From before and below me came a glimmer of red light, and as I screamed out the fourth invocation, the Rider stepped out of his hut. The kai’s hatred was made more vicious and more direct by the command of its Rider. The beast lurched forward again, and the snout waved back and forth, searching ... listening ... closer. My eyes burned with the acrid smoke. Too close. I ducked and shifted right along the ledge, trying to find a place where I could retreat, then threw myself onto the ground again when a wing swept past my head. I was coughing and choking, buffeted by the stinking wind of its passing. Raging malevolence blazed in the red eyes as I struggled to speak the fifth invocation. I lay on my back, pressed to the rock by the weight of hatred from the devil kai.

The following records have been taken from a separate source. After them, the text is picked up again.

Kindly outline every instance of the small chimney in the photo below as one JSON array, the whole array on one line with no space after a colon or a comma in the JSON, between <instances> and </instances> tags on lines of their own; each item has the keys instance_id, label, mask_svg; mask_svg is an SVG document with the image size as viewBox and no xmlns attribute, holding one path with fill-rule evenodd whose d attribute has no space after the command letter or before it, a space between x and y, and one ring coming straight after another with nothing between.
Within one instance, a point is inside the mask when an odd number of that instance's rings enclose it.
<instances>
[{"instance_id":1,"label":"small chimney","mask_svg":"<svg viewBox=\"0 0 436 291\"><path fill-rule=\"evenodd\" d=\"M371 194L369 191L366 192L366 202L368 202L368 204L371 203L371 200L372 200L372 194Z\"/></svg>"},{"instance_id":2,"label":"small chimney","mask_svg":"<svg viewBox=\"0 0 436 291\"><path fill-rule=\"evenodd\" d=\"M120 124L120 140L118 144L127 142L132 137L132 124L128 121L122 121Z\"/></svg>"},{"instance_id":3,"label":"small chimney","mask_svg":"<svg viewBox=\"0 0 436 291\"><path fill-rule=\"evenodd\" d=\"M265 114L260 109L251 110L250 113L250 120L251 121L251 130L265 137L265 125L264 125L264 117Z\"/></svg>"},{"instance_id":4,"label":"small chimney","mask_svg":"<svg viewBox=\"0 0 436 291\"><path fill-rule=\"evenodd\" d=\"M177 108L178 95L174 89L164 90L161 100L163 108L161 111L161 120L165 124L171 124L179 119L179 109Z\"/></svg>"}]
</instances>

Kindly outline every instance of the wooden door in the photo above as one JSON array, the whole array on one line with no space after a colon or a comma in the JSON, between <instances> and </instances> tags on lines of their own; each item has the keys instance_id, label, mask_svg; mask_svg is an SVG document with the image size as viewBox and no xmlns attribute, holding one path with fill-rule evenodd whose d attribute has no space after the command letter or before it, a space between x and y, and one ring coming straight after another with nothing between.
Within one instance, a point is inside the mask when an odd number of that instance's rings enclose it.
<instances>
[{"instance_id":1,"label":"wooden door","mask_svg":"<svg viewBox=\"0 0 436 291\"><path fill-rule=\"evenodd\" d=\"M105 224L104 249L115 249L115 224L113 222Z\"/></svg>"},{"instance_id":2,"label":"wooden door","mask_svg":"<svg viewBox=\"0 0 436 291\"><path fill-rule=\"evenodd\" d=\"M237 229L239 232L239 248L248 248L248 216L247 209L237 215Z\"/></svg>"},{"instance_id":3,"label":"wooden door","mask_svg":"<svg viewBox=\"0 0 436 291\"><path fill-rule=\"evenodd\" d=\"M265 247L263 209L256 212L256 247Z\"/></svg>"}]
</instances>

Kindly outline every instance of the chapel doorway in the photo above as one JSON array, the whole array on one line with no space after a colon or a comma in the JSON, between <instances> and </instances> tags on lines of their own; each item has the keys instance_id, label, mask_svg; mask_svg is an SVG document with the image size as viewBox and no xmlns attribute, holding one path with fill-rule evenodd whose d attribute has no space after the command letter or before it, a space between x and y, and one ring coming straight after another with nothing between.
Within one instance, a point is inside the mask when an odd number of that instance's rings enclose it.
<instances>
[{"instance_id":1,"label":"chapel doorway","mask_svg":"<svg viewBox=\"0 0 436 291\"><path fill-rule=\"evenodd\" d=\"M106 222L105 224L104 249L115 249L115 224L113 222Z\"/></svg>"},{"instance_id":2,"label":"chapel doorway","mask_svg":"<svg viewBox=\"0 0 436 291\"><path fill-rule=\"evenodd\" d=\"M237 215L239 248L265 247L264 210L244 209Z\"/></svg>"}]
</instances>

“Lara! What madness is this?” The voice came from behind and above me. My brother’s voice.
“Get her out of here!”
“She’ll have us all baked.”
“Holy Jodar! Treachery! She wears a bloodstone!”
“Slay her now and be done with this. Gruesin, get up here!”
“Let it go, Lara,” Desmond yelled. “Gruesin will control the kai if you but let it go.” Four men in Rider’s armor moved toward me from the left. A fifth, the Rider from the hut, climbed up from the valley floor to my right.
I lashed out to each side with my whip, as much to keep Desmond and his cohorts away as to deter the monstrous head that swayed toward me. I screamed the sixth invocation, and the dragon reared backward, spewing fire straight up—white flames only slightly tinged with orange. My helm had been knocked off when I fell, so the skin of my face blistered in the heat.